You probably recall the hideous story of Michelle Carter and her friend(?) Conrad Roy III. Carter was convicted of manslaughter after Roy’s suicide in July of 2014. While she was fifty miles away in another part of the state at the time of Roy’s death, her series of text messages and phone calls urging him to end his life were deemed sufficient to cast her as causing his demise. She was later sentenced to fifteen months in jail and after losing all of her appeals in Massachusetts, she began serving her sentence this February.
Now, with only one last chance to clear her name, her attorneys have asked the Supreme Court to step in and vacate the judgment. (Washington Post)
Five years later, Carter, now 22, is seeking answers from the nation’s top court.
In a petition for Supreme Court review, filed on Monday, lawyers for the young woman are asking the justices to quash Carter’s conviction for involuntary manslaughter in the July 2014 death of Roy, who poisoned himself with carbon monoxide in a Kmart parking lot in Fairhaven, Mass., after exchanging text messages and speaking twice on the phone with Carter on that summer day. She lived about 50 miles away in Plainville, Mass.
Calling her conviction “unprecedented,” the petition points to decisions in other states invalidating findings of culpability in cases of assisted suicide and cyberstalking. It claims that Carter’s right to free speech under the First Amendment shields her from criminal responsibility because her involvement was limited to “words alone.”
Personally, I’d like to see Carter get one more shot at this, but the article quotes Eugene Volokh as saying it’s unlikely that the court will agree to hear it. His reasons, as usual, ring true. The Supreme Court mostly accepts cases where there are disputes between the lower courts and a clear need to resolve the question at hand exists. Michelle Carter has lost every time she’s stepped into a courtroom, so perhaps the court will see no reason to take it up.

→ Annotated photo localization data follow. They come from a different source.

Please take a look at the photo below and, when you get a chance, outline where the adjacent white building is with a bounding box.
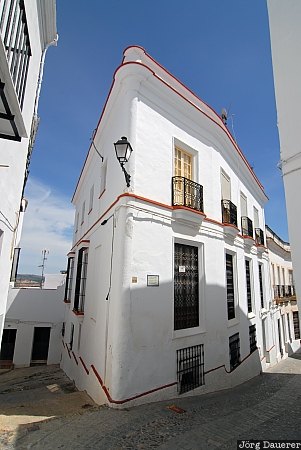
[0,1,57,341]
[266,225,300,359]
[267,1,301,316]
[60,46,283,407]
[0,274,65,368]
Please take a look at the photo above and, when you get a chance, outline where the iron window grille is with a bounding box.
[226,253,235,320]
[69,323,74,350]
[255,228,265,246]
[249,325,257,353]
[287,314,292,343]
[258,264,264,309]
[177,344,204,394]
[245,259,252,313]
[172,176,204,212]
[229,333,241,371]
[0,0,32,109]
[221,199,237,227]
[241,216,253,238]
[293,312,300,340]
[74,248,88,313]
[174,243,199,330]
[64,257,74,302]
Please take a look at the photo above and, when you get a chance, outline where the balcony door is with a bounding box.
[240,192,247,217]
[221,170,231,200]
[174,147,193,207]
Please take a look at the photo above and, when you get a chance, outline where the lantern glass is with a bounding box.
[114,136,132,163]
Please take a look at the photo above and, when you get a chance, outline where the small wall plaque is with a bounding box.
[147,275,159,286]
[179,266,186,273]
[132,277,138,283]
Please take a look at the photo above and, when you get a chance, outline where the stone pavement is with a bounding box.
[3,355,301,449]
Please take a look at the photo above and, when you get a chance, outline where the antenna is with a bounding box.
[38,249,49,288]
[221,108,228,125]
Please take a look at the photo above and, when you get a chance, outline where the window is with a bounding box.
[0,0,31,108]
[249,325,257,353]
[64,257,75,302]
[229,333,240,371]
[174,147,192,179]
[81,201,85,225]
[293,312,300,340]
[240,192,247,217]
[75,212,79,233]
[77,323,82,351]
[70,323,74,350]
[220,169,231,200]
[245,259,252,313]
[89,185,94,212]
[258,263,264,309]
[177,344,204,394]
[253,207,259,229]
[74,247,89,313]
[10,247,20,282]
[226,253,236,320]
[174,243,199,330]
[287,314,292,343]
[100,161,107,196]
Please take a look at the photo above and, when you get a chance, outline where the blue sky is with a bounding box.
[19,0,287,274]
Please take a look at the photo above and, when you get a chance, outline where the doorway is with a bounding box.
[31,327,51,365]
[0,329,17,363]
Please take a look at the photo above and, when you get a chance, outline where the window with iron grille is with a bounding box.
[249,325,257,353]
[258,263,264,309]
[226,253,236,320]
[64,257,74,302]
[287,314,292,343]
[0,0,32,109]
[293,312,300,340]
[174,243,199,330]
[74,248,88,313]
[229,333,240,371]
[177,344,204,394]
[245,259,252,313]
[69,323,74,350]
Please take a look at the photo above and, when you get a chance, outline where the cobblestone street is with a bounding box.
[2,354,301,449]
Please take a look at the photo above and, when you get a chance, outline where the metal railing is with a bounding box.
[241,216,253,238]
[172,176,203,212]
[221,199,237,227]
[255,228,265,246]
[273,285,296,300]
[0,0,31,109]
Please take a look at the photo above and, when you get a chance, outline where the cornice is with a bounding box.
[36,0,57,49]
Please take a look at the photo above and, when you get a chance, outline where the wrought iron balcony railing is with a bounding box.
[255,228,265,246]
[273,285,296,300]
[221,199,237,227]
[172,176,204,212]
[241,216,253,238]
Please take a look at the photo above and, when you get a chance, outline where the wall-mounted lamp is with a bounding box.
[114,136,133,187]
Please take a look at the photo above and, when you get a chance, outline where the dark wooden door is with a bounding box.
[31,327,50,363]
[0,329,17,361]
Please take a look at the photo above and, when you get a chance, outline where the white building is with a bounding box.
[267,1,301,316]
[266,225,300,358]
[0,274,65,368]
[0,1,57,341]
[61,46,277,407]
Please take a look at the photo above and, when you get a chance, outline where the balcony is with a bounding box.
[273,285,296,303]
[241,216,254,247]
[172,176,205,226]
[221,199,239,238]
[255,228,264,246]
[0,0,31,140]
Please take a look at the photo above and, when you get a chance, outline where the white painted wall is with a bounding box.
[0,1,57,341]
[4,282,65,367]
[61,47,279,407]
[267,1,301,320]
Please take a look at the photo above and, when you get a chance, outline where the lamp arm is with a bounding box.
[120,163,131,187]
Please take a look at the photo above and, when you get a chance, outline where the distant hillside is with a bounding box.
[16,274,43,283]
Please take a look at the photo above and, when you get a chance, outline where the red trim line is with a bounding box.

I must confess, however, that I still hope they do. This case deserves a fresh set of eyes because the resolution represents a frightening precedent to set in our legal system. I do not say this out of any sympathy for or empathy with Michelle Carter because I have zero of either. To say the things she said and texted to someone who loved her and reportedly counted her as his only close, human relationship, particularly when he was clearly struggling with mental illness, was beyond detestable. This young woman is either severely mentally deranged or simply one of the worst human beings imaginable.
But as twisted, deranged or evil as she might be, it’s important to keep one thing in mind. Michelle Carter was fifty miles away when Conrad Roy died. And more to the point, Conrad Roy died at the hands of Conrad Roy. Even as he sat in his truck while it filled up with deadly carbon monoxide, he backed away. He got out of his truck, not once, but twice. No matter how far Roy had fallen into the pit of despair, somewhere inside of him the spark of his instinct for self-preservation still remained. But then he got back in the truck one last time.
I realize I have an unpopular take on this. I wrote about it extensively in 2017 so I won’t go through the entire process here yet again. But in the end, what Michelle Carter was guilty of was saying things. Speaking words. And if you don’t support the idea of thought crimes in the American criminal justice system, you shouldn’t support Carter’s conviction. Because if she can be sent to prison for saying words, the line has been blurred and more speech may be putting others in jail sooner or later.